P. – Épuisées ! Il me reste, en quatrième classe, un chevauchement ou un franchissement de ligne continue (pour le même prix, prenez le franchissement), un défaut de gilet, ou alors, une petite folie hors classe : un délit de fuite !

H (se levant pour s’enfuir). – Je prends la fuite ! (L’agent s’interpose, lui barrant le passage, il se fait dissuasif.) D’accord, mettez-moi le gilet.

P. – Parfait, vous avez vos papiers ? (L’homme tend ses papiers qu’il avait dans son maillot de bain. Le policier remplit la contravention.)

H. – Mais je n’ai pas d’argent sur moi.

P. – Pas de problème ! Vous aurez droit à l’amende forfaitaire majorée : les veuves et les orphelins vous en sauront gré. (Il lui remet sa contravention.)

H. – Entre nous, Monsieur l’argent de police, qu’allez vous faire de la recette ?

P. – Honnêtement, je vais m’acheter un pliant et des jumelles.

Il s’en va, poursuivant sa quête. « Oyez, oyez, gentils plaisanciers ! Offrez des vacances aux orphelins de la police : qu’ils puissent voir la mer, ceux qui n’ont plus de  père ! »

CONTREPOINT

Plan élargi brièvement sur les rochers.                                                               

Rameau, Pièces de clavecin (1724) « « Les Niais de Sologne », Blandine Rannou (ZZT 2001)

J. – Faites attention François, vous écrasez les croissants ! Et puis vous me faites mal ! Vous devriez ôter vos lunettes !

F. – Ce ne sont pas mes lunettes, c’est la visière de mon casque…

Bref instant de répit.
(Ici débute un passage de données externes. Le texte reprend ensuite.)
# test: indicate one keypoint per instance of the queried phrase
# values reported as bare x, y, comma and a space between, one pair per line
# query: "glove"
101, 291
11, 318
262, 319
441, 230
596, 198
Retour du jeune mineur malicieux, la pelle sur l’épaule qui pèle.

m (le mineur, brandissant la pelle). – Il me semble que vous avez égaré votre pelle…

H (ramassant puis brandissant la pioche). – Il me semble que vous avez égaré votre pioche – cette pioche qui manque à l’appel.

Les deux antagonistes procèdent alors à « l’échange » (en utilisant toujours les techniques du lancer du marteau et du javelot). Chacun récupère le projectile qui a manqué de peu sa cible, puis marche sur l’adversaire et s’immobilise, fixant l’autre intensément comme font les cow-boys avant de dégainer. Silence tendu à se rompre.

m. – Puis-je connaître vos intentions ?

H. – J’attends la mer, elle ne devrait plus tarder…

m. – Elle ne viendra pas ! Elle fait la grève… Sous la plage, les pavés !

H. – Je vais attendre la fin de la grève.

m. – La grève illimitée !… Illimitée… (S’éloignant.)

Dezoomage jusqu’au plan large sur l’étendue de sable. « Illimité » pourrait être répété diminuendo comme le « Je suis un homme libre » du N°6 dans un même contexte (« Le Prisonnier », Patrick McGoohan).

Enfin seul, notre homme prend la liberté de descendre son maillot 1900 jusqu’à la taille ; puis il dévisse une nouvelle fois son tube de crème solaire. Le plan large s’élargissant vers la mer nous permet de voir arriver un homme, style garde-côte, en maillot de bain (en fait, un string) avec tee-shirt « Coast Guard » ou équivalent (on aperçoit son pédalo de fonction à l’arrière-plan). Le garde accoste l’Homme.